Venus Williams a laissé exploser sa joie après sa victoire contre Coco Vandeweghe, qui lui a ouvert la porte à une finale contre sa soeur Serena aux Internationaux d'Australie.

Finale familiale à Melbourne

Pour la première fois depuis 2009, les soeurs Williams s'affronteront dans une finale du grand chelem.
Venus et Serena ont rendez-vous dans la nuit de vendredi à samedi (heure du Québec) aux Internationaux d'Australie. Âgée de 36 ans, la première a vaincu sa compatriote américaine Coco Vandeweghe en trois sets de 6-7 (3/7), 6-2 et 6-3. Puis Serena, 35 ans, a mis fin à la belle aventure de la Croate Mirjana Lucic-Baroni 6-2, 6-1 en 50 minutes.
Ce sera la neuvième finale entre les soeurs Williams en grand chelem. La dernière, à Wimbledon, avait été gagnée par Serena, qui mène 6 à 2 dans ces duels au sommet. «Que nous nous retrouvions en finale est un grand rêve qui se concrétise.

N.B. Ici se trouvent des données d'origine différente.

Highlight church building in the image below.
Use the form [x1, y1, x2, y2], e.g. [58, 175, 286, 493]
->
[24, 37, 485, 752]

Peu importe l'issue, une Williams va l'emporter», a dit Serena, qui n'a laissé aucune chance à Lucic-Baroni, marquant presque deux fois plus de points qu'elle (56 à 33).
La cadette des Williams est en quête de son 23e titre du grand chelem, ce qui la laisserait seule détentrice du record de l'ère professionnelle devant Steffi Graf (22) et la rapprocherait du record absolu de l'Australienne Margaret Court (24).
Si elle l'emporte pour la septième fois en Australie, Serena récupèrera la première place mondiale aux dépens de l'Allemande Angelique Kerber, tenante du titre à Melbourne, battue en huitième de finale par Vandeweghe.
Une deuxième jeunesse
Si la domination de Serena sur le tennis mondial s'est poursuivie depuis la dernière finale familiale de 2009, Venus, elle, ne s'est plus approchée si près du titre depuis cette date. Ce sera sa 15e finale majeure et sa deuxième en Australie après celle de 2003, perdue aussi contre Serena.
Sept fois titrée en grand chelem (cinq à Wimbledon, deux aux Internationaux des États-Unis), elle a connu une éclipse entre 2010 et 2014, en partie à cause de problèmes de santé liés au syndrome de Sjögren, une maladie auto-immune diagnostiquée en 2011. Pendant trois ans et demi, elle n'a plus participé à la deuxième semaine d'un tournoi majeur.
La grande Américaine (6'1") s'est toutefois accrochée. Et depuis l'an passé, elle connaît comme une deuxième jeunesse. Elle était en demi-finale de Wimbledon en juillet et 17e mondiale au début des Internationaux d'Australie.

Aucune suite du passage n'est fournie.